They've got men everywhere."
"Consider our prisoner. They'll know who has her, and where we were last.
Anyway, moving was your idea."
"Yeah."
Ragnarson did not debate long. He knew there would be no more miracles like
Alperin. The first bands left that evening.
Haroun talked him into sending their men in parties of four, by as many routes
as possible, travelling at night, so they would attract minimal attention.
Haroun assigned one of his people to each group of Guildsmen, to guide them to
Beloul's old refugee camp.
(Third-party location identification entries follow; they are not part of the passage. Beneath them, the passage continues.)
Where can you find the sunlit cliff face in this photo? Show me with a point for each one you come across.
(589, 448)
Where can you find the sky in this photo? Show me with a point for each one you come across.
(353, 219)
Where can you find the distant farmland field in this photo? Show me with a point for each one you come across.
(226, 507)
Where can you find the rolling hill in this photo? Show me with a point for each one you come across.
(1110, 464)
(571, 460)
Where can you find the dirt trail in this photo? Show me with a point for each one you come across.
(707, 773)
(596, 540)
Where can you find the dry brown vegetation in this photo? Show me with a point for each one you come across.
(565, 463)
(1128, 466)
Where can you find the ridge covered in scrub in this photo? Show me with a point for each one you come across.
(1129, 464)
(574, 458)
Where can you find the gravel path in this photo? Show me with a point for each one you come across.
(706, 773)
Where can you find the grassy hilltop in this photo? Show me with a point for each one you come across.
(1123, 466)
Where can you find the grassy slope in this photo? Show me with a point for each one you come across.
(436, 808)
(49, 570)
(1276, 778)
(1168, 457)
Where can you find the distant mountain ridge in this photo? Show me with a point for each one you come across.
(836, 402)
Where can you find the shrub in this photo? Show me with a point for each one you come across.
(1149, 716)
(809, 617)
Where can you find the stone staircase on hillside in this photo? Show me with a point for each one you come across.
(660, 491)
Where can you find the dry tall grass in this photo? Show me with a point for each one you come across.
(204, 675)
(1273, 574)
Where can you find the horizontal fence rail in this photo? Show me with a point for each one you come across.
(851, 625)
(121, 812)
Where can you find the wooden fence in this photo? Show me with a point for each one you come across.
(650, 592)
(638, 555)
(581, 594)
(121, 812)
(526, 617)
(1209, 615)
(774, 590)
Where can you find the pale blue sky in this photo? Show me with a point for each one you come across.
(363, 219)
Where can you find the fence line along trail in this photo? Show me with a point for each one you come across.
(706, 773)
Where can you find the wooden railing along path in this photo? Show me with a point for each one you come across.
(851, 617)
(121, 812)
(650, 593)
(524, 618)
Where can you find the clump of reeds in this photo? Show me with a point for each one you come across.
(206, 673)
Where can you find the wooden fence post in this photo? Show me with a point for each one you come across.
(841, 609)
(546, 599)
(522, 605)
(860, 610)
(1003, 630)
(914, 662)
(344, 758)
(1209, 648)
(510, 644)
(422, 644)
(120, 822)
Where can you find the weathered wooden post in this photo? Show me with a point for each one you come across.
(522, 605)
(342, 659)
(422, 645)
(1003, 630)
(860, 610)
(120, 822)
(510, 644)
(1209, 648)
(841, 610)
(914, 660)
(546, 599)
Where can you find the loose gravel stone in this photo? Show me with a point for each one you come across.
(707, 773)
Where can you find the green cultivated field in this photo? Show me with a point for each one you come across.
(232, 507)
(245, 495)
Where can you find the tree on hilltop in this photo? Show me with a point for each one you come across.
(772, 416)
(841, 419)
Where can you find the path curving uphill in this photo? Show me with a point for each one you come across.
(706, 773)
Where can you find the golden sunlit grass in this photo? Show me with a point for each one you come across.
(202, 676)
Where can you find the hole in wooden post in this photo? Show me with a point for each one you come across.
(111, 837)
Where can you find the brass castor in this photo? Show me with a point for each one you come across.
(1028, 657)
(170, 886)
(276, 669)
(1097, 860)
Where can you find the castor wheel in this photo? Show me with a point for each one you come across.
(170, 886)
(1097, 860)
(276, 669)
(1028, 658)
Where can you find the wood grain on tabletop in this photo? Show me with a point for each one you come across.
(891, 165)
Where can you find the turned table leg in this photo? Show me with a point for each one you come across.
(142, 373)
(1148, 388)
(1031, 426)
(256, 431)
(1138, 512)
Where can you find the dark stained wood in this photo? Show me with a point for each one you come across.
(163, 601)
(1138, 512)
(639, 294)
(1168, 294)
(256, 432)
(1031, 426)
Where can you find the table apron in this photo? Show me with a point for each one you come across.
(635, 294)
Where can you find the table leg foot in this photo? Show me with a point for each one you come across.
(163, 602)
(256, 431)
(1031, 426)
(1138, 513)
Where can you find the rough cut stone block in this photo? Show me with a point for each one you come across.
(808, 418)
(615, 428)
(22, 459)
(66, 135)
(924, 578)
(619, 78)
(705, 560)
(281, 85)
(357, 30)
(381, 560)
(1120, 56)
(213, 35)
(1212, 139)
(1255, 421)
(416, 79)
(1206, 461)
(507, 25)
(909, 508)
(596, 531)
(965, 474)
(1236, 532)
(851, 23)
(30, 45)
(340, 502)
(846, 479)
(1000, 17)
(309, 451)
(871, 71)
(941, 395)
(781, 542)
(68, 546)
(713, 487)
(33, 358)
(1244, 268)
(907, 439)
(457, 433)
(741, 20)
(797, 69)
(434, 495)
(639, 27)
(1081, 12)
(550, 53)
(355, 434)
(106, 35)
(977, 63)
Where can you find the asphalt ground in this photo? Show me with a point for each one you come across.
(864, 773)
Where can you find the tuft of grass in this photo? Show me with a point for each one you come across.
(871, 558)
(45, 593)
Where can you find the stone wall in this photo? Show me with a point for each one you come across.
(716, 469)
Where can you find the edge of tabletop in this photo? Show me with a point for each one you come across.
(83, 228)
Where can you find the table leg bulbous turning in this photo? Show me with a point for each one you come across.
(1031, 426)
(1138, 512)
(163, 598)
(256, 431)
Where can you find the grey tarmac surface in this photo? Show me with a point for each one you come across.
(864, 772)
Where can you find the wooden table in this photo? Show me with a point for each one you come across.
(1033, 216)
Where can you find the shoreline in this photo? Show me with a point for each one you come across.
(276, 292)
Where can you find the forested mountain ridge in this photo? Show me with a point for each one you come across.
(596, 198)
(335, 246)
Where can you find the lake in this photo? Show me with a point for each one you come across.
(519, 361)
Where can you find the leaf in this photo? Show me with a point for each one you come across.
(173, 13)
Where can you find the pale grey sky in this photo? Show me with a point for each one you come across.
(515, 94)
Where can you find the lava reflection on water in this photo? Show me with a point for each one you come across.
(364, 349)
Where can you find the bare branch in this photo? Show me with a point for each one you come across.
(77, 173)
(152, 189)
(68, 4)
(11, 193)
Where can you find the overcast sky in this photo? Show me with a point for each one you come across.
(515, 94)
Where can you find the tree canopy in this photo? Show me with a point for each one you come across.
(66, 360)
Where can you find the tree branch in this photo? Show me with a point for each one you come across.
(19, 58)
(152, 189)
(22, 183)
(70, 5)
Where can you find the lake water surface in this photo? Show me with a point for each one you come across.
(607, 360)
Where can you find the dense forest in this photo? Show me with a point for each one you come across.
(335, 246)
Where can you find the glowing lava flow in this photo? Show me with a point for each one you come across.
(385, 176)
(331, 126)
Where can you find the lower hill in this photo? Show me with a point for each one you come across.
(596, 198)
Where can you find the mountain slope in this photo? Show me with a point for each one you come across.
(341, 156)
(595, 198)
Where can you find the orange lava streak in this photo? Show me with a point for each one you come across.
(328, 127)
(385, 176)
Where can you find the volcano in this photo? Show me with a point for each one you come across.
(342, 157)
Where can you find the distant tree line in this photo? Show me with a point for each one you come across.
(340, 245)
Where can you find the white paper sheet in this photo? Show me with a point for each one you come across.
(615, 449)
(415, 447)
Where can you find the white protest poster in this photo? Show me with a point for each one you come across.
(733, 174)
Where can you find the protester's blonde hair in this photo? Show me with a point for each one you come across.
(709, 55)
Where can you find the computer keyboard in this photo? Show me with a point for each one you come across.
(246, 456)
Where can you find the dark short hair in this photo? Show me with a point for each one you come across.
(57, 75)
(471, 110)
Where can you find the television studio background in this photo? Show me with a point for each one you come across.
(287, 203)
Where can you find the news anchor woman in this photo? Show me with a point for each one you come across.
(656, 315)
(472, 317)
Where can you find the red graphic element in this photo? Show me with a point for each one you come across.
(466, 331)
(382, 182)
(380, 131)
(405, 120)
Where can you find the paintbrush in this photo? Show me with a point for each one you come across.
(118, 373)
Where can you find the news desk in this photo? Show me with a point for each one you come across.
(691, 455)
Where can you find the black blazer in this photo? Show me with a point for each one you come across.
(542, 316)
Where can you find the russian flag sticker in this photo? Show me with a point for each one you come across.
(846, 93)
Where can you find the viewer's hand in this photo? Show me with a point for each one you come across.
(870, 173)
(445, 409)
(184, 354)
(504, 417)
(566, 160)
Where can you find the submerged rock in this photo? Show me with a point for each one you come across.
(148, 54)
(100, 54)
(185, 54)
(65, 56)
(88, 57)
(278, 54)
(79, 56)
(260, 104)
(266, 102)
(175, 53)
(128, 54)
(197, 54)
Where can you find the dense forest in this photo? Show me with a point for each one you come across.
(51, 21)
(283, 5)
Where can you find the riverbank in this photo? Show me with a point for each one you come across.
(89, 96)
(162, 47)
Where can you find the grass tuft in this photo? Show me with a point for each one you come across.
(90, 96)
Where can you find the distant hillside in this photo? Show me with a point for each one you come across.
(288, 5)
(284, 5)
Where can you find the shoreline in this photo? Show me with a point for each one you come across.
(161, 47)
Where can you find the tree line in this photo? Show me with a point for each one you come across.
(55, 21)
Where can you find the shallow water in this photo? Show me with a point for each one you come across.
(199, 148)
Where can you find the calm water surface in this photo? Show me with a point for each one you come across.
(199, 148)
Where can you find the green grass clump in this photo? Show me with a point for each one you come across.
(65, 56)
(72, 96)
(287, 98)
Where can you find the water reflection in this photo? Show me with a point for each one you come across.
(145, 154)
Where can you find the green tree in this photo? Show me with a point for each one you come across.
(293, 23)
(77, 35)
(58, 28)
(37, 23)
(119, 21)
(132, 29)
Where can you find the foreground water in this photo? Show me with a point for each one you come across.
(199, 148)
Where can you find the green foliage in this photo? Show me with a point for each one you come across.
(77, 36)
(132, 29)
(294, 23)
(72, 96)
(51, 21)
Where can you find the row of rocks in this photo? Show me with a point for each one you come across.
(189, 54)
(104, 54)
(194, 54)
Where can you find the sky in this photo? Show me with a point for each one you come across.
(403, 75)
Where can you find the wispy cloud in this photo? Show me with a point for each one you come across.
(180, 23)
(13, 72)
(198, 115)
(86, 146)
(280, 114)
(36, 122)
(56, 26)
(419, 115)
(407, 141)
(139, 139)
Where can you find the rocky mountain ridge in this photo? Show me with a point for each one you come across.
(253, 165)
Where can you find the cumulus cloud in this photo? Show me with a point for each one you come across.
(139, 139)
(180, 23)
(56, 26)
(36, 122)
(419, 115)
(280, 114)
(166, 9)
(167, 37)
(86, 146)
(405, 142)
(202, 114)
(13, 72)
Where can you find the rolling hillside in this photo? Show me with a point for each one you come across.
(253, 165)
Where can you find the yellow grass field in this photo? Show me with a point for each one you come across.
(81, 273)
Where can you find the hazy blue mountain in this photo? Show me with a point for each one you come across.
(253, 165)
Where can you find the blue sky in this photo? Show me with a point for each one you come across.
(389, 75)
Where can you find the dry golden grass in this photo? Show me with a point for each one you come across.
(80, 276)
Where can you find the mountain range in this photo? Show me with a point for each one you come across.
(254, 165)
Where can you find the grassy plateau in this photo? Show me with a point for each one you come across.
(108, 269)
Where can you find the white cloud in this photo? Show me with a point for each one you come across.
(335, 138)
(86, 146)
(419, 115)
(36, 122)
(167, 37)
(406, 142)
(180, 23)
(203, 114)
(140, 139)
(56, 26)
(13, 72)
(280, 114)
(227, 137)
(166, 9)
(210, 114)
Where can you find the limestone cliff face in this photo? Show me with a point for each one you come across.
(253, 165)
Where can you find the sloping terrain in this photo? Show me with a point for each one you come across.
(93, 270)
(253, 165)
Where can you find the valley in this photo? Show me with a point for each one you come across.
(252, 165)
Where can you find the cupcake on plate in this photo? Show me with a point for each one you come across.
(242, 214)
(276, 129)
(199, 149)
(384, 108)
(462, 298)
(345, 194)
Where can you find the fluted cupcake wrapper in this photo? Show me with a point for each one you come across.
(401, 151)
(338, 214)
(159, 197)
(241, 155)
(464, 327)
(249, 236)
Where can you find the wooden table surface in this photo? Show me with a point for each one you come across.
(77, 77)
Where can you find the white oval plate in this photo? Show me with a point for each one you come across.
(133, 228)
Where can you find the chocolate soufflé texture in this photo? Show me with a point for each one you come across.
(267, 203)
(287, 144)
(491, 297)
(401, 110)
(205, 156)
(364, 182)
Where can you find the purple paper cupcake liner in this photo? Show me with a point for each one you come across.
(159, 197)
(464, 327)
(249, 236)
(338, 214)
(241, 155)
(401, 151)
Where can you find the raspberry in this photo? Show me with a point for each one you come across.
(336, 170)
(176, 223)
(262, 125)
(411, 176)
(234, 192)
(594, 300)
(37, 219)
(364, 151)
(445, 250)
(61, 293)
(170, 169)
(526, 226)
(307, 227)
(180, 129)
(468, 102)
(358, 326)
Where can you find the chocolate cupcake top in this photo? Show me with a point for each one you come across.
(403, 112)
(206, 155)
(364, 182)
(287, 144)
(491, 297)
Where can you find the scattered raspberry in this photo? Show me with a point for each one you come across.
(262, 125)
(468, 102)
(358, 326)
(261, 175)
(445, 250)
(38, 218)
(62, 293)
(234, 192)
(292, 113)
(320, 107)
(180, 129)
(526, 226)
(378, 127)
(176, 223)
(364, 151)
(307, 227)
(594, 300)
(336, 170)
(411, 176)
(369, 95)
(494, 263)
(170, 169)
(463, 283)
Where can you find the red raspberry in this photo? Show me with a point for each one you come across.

Bragi sent his brother with the first night's
travellers, and Kildragon with the second's. Bin Yousif, Mocker, and Yasmid
vanished sometime during that night. Haroun left no word of his intentions or
destination.
Ragnarson left the Bergwold on the last night, riding with Beloul and two
young Royalists. None of the three spoke a dialect he understood, and Beloul
had wanted to be the last of his.
He looked back once. The Bergwold leaned toward him like a dark tidal wave
frozen in mid rush. He felt a twinge of regret. The forest had become home.
There had been few moments of happiness since fleeing Draukenbring. But he and
Haaken were still together, and healthy, and he had never asked the gods for
more than that.
Beloul was a crafty traveller. He led them across the nights and miles without
once bringing them face to face with another human being. He seemed to sense
the approach of other travellers. Always, they were under cover when another
night rider passed. Most of those were people of their own persuasion.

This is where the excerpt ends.